L'accroissement considérable de la productivité par travailleur a de profondes conséquences sur l'organisation des exploitations agricoles et leurs relations. La main-d'œuvre d'appoint saisonnier (lors de la moisson par exemple) est réduite, et même disparaît totalement dans bien des cas ; la taille économiquement optimale de la ferme augmente sans cesse avec le progrès mécanique, conduisant à un accroissement régulier de la taille moyenne et donc à une réduction équivalente du nombre d'exploitations, ainsi qu'un remodelage du paysage suivant l'accroissement de la taille des parcelles cultivées. Le besoin de capital est croissant, directement pour suivre le progrès technique du matériel, parfois acheté à plusieurs (comme dans les coopératives d'utilisation du matériel agricole, CUMA, en France) ; et indirectement, pour financer l'augmentation de la taille de l'exploitation. La population agricole se réduit, avec toutes les conséquences sociales (poids démographique et politique, vie festive et sociale, etc.).
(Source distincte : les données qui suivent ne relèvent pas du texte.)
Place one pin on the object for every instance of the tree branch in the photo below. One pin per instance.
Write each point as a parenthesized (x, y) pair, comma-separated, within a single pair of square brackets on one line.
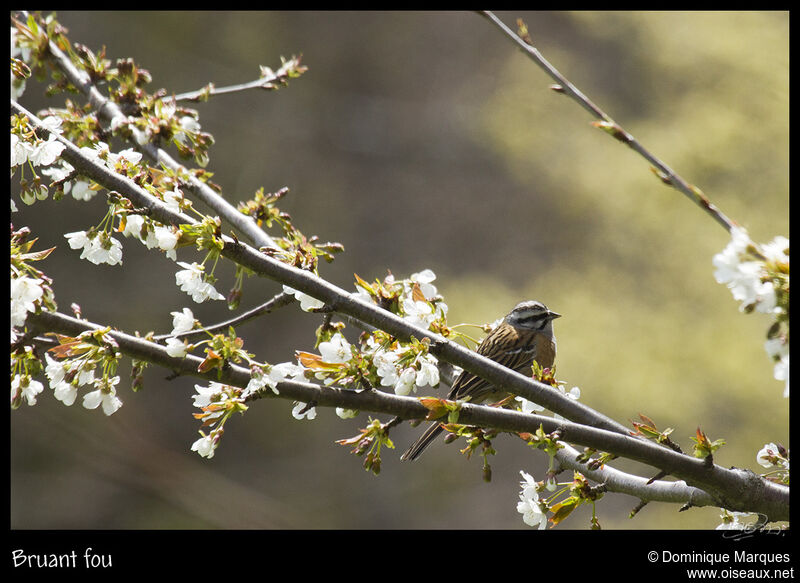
[(109, 110), (664, 172)]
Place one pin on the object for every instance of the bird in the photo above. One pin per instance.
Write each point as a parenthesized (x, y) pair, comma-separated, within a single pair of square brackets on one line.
[(524, 335)]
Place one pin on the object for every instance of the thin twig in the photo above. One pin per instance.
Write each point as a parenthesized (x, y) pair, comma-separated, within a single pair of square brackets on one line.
[(664, 172)]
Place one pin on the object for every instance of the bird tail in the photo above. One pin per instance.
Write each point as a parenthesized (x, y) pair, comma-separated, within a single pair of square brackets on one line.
[(424, 441)]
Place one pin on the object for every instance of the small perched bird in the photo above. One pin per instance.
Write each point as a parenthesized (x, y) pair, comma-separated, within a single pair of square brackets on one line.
[(525, 335)]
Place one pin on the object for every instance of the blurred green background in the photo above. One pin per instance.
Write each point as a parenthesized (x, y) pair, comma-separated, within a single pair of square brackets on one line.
[(426, 140)]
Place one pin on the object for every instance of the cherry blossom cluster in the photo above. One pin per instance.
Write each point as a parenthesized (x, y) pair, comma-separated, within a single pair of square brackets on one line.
[(775, 458), (758, 277), (217, 403)]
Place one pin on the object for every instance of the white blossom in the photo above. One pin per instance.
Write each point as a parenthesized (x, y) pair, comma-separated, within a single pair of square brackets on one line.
[(428, 373), (336, 350), (529, 407), (81, 190), (299, 413), (103, 249), (307, 303), (177, 348), (105, 395), (418, 313), (25, 388), (65, 392), (190, 280), (405, 381), (25, 291), (424, 279), (204, 394), (206, 445), (182, 321)]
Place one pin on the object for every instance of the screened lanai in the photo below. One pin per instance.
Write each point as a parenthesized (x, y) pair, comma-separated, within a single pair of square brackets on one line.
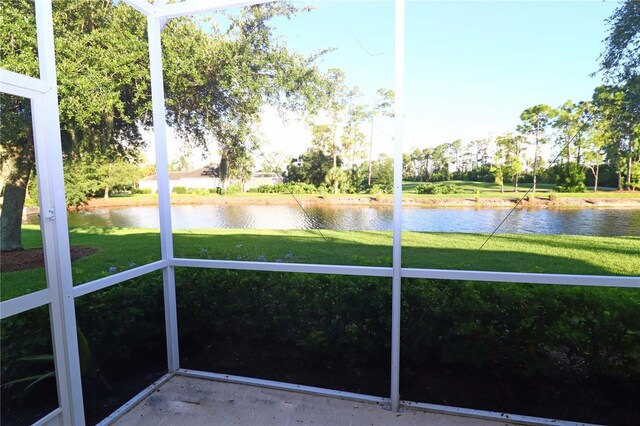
[(372, 310)]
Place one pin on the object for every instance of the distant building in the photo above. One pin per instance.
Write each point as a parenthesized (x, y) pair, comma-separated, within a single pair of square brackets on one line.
[(207, 177)]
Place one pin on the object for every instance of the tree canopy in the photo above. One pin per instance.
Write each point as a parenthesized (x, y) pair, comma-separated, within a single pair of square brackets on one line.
[(216, 81)]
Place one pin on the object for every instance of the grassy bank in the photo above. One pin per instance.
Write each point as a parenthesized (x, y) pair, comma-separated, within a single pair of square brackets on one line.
[(121, 249), (475, 193)]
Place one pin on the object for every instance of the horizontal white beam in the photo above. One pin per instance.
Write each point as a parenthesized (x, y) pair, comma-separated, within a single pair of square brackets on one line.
[(21, 85), (489, 415), (135, 400), (24, 303), (141, 6), (284, 267), (282, 386), (193, 7), (54, 418), (441, 274), (121, 277), (518, 277)]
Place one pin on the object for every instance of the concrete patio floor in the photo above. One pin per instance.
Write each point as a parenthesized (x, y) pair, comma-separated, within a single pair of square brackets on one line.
[(192, 401)]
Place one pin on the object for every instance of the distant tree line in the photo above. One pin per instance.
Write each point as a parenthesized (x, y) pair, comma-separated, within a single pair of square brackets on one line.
[(594, 143)]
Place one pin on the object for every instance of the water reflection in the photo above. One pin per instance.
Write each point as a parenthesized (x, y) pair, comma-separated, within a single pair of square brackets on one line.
[(605, 222)]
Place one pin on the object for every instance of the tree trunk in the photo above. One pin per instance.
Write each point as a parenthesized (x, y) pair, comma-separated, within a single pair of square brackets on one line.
[(535, 167), (370, 151), (14, 195), (619, 180), (629, 172)]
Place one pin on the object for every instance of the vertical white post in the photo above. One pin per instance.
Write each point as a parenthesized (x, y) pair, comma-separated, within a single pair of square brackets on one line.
[(397, 206), (55, 233), (164, 200)]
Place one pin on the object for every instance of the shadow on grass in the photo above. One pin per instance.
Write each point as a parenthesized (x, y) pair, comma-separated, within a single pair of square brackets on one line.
[(122, 249)]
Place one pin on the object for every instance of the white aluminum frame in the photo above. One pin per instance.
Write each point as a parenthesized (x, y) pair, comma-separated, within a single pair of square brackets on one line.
[(60, 293)]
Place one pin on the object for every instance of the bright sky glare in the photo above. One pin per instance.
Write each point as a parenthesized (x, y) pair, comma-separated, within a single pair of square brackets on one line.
[(471, 66)]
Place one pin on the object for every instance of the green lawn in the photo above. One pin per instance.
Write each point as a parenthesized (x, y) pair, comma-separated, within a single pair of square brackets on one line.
[(121, 249)]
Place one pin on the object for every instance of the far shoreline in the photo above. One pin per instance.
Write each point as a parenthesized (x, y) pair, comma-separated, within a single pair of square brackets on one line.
[(535, 201)]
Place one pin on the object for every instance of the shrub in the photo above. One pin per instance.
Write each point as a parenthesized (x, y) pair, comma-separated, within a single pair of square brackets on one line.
[(512, 329), (430, 188), (289, 188)]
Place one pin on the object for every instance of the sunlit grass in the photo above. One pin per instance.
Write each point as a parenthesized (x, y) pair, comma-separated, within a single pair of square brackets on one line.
[(121, 249)]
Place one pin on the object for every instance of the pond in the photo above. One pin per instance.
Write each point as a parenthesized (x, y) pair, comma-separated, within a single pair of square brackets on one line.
[(602, 222)]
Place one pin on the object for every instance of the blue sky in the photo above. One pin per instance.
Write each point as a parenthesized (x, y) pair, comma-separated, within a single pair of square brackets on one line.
[(471, 66)]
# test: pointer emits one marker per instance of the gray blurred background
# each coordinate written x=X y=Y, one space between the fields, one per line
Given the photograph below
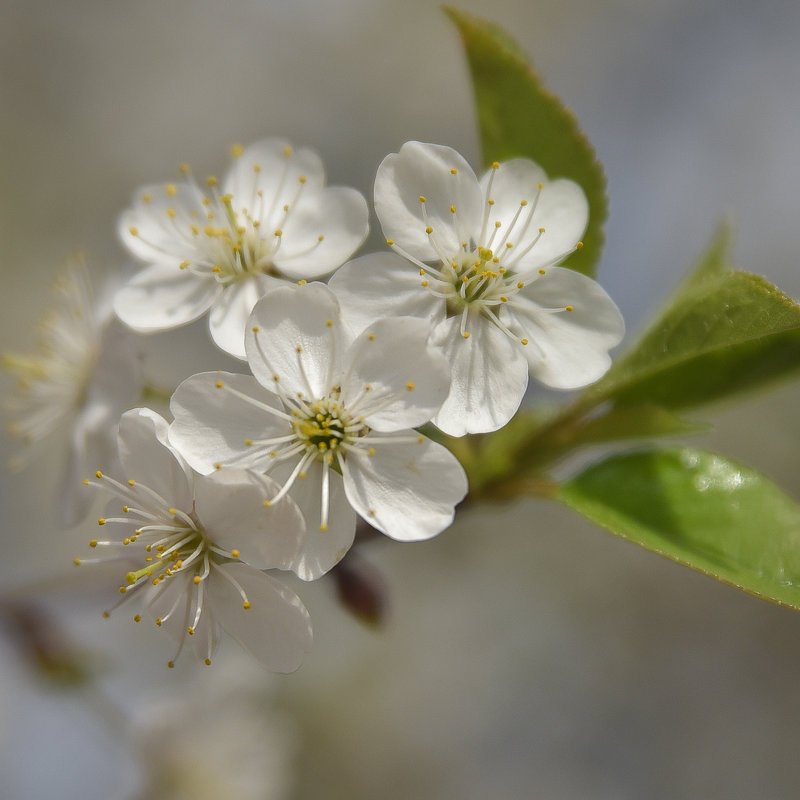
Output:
x=526 y=654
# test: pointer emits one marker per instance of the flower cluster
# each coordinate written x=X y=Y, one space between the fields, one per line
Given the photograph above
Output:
x=271 y=469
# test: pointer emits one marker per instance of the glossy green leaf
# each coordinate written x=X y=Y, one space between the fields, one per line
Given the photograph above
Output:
x=701 y=510
x=517 y=116
x=732 y=333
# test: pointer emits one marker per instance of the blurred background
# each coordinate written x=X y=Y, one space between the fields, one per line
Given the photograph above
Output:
x=525 y=654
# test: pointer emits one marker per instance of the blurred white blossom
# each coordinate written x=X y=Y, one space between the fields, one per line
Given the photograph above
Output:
x=83 y=374
x=220 y=740
x=197 y=546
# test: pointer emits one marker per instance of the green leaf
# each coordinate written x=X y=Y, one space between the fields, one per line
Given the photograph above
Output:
x=715 y=261
x=517 y=116
x=730 y=333
x=636 y=422
x=701 y=510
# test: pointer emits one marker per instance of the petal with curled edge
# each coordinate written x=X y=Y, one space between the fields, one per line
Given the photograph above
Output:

Il existe un courant minoritaire (en tout cas dans le monde agricole) qui insiste surtout sur les mauvais côtés dans cette évolution, la réalité décrite restant essentiellement la même mais le vocabulaire employé étant connoté négativement :

  • le gain de productivité devient pertes d'emplois et chômage (voir luddisme et partag du travail) et course à l'agrandissement des exploitations ;
  • l'exode rural est traduit en destruction de la structure sociale des communautés rurales et de la petite paysannerie ;
  • le besoin de financement des investissements devient (sur-)endettement ;
  • l'artificialisation croissante du système et ses annexes (remembrement etc.) devient une atteinte à la nature, à l'environnement ;
  • etc., cette critique du machinisme s'inscrivant généralement dans un mouvement plus global de remise en cause de l'agriculture intensive

Pour remédier à ce que les tenants de cette conception considèrent comme des « problèmes », des agriculteurs mettent en œuvre d'autres pratiques culturales : agriculture sans labours volonté de se réapproprier les outils agricoles en promouvant la traction animale (Jean Nolle), promotion de structures agraires alternatives à l'intensification de l'agriculture (comme par exemple les AMAP,sachant qu'elles se consacrent aux activités moins mécanisables), etc.